Так хочется жить - Астафьев Виктор Петрович. Страница 6
— Рассказывай!
— Чего рассказывать-то? — Коляша чуть не ляпнул под впечатлением ночных воспоминаний: — Сказочку, что ли?
— О себе. Все рассказывай, как на исповеди.
«Исповедник, н-на мать», — усмехнулся Коляша. На севере, в проклятом и любимом городке, в комендатуре таких исповедников полных два этажа сидело. Поначалу они всех, от мала до велика, на исповедь волокли, после исповеди — кого домой возвращали, кого в лесотундру — на убой. Однако утомились и они. Перед войной старосты бараков ходили на правеж, потому как из-за отвлечения рабсилы на собеседования и маршей в лесотундру падала производительность труда, тогда как по заветам Сталина, по лозунгам ей надлежало стремительно расти. Старостами бараков никто не соглашался быть, тогда их принялась назначать сама комендатура, отчего старосты сплошь были лютые. Играет братва в коридоре барака в бабки или в чику — на дворе-то каленый мороз, вдруг вопль: «Староста идет!» — и вся ребятня бросается врассыпную. Попадешь на пути, виноват — не виноват, староста непременно за ухо на воздух поднимет, орать начнет малый — пинкаря ему, стервецу, в добавку за то, что играет, шумит, а за него человек крест несет, если жаловаться вздумаешь, родители добавят — не попадайся на пути властей.
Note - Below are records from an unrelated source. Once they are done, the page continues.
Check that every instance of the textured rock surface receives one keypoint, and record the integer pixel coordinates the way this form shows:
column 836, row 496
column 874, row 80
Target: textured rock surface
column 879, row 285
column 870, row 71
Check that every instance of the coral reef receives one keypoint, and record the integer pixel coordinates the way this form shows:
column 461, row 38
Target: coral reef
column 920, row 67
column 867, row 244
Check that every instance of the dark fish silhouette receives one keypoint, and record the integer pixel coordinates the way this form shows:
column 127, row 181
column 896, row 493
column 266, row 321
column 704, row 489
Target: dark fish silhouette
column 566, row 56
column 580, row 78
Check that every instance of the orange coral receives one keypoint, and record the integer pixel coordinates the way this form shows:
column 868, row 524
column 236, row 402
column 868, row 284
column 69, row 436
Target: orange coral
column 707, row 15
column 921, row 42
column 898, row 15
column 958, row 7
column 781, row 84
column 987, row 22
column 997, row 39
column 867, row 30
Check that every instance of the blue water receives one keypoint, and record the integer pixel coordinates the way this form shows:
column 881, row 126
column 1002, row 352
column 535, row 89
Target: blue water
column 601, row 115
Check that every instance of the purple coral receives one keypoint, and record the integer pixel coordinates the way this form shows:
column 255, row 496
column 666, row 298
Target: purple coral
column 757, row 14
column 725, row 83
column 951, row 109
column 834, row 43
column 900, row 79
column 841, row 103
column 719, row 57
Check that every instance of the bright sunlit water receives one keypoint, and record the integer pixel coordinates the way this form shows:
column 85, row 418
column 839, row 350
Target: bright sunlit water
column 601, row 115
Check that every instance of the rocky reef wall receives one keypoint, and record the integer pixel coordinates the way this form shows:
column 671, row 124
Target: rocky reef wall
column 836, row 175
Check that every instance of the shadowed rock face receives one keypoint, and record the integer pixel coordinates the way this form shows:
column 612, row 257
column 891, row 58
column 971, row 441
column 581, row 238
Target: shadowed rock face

Коляша был краток и сдержан в повествовании о своей жизни. Выслушав его, военный чин достал еще одну папиросу «Казбек», снова долго, как бы в забывчивости, стучал ею об коробку, медленно прижег, выпустил дым аж из обеих ноздрей в лицо солдата, босого, распоясанного, безропотно припаявшегося к холодному каменному полу. От дыма Коляша закашлялся.
— Не куришь, что ли? — сощурился важный начальник.
— И не пью, — с едва заметным вызовом ответил Коляша.
— Старообрядец? Кержак?
— Как имел уже честь сообщить, я из семьи крестьянской, значит, верующий, кержаками же, смею заметить, зовутся не все старообрядцы, только беглые с реки Керженец, что в Нижегородской губернии.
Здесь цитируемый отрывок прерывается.